The report set out four options — do nothing, build internal capacity, share services with other organisations or outsource. The board asked staff to work up a detailed assessment of all four options, including details of the financial and workforce implications, for consideration at its next meeting on 27 April.

Professor Koh said: “This paper has no direct impact on patient services.”

A spokesman confirmed that staff involved with commissioning pharmacy services are included in the review.

The PCT has accumulated a deficit of £54m over the past few years and expects it to rise by a further £11m by the end of this financial year. Most of that increase — £9.8m — will be because of overspending on acute services.

PCT chief executive Anthony Sumara, brought in late last year to solve the crisis, told the Health Service Journal last week: “I want to get rid of everything, outsource it — and we are distancing the PCT from its provider functions.”

Michael Levitan, secretary of the Middlesex group of local pharmaceutical committees, hopes that any outsourcing of PCT commissioning services will not have a major effect on community pharmacy.
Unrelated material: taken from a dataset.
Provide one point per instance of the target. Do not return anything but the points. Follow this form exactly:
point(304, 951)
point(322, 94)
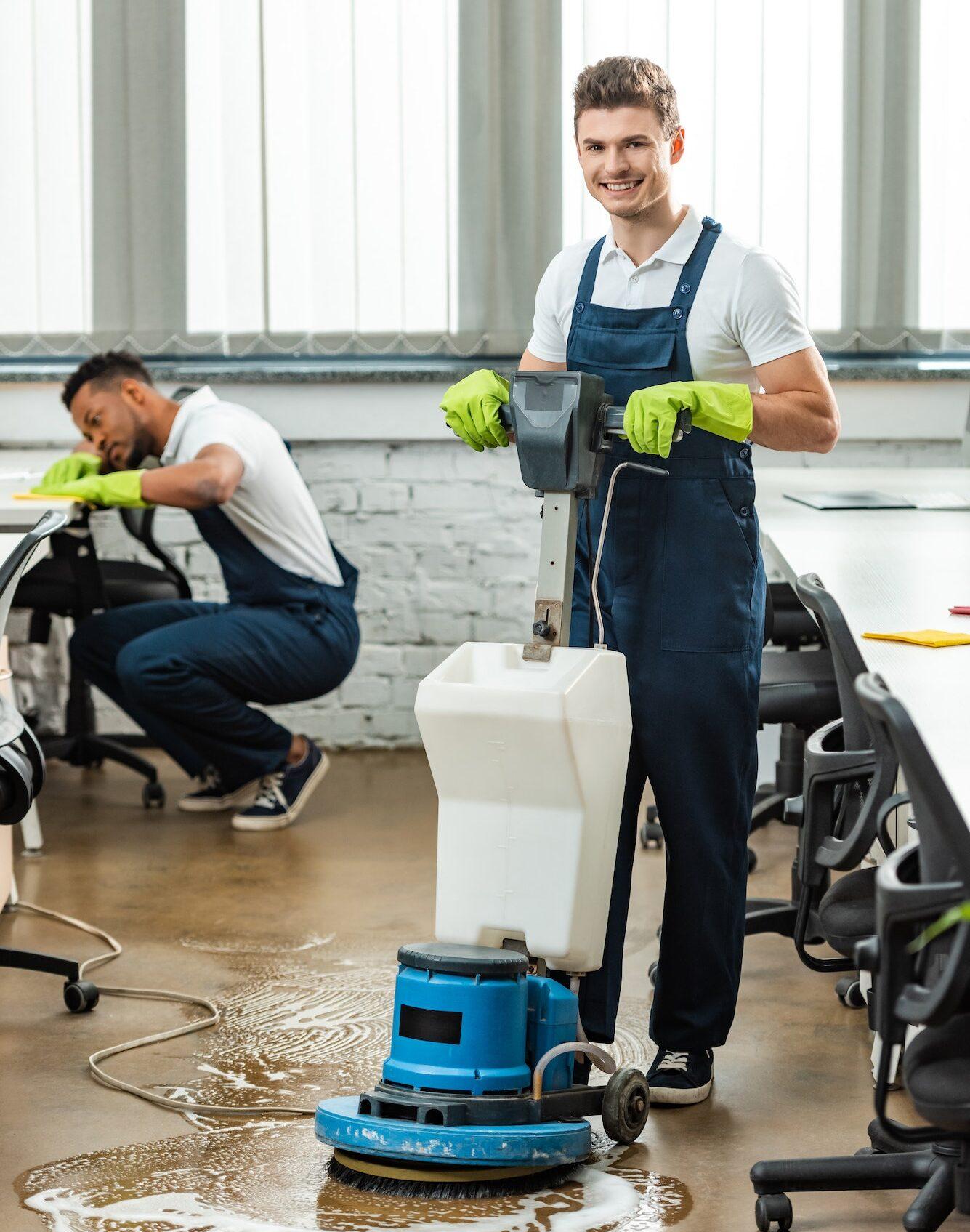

He told The Journal this week: “Community pharmacy is not seen as a major drain on PCTs. They’re not paying for a huge structure that has to be paid for whether it delivers or not.”

Community pharmacies in Hillingdon are currently paid to provide a minor ailments service, a smoking cessation service, a national pathfinder service to educate and monitor diabetes patients, a care homes service and out-of-hours and palliative care service, as well as normal essential services under the pharmacy contract.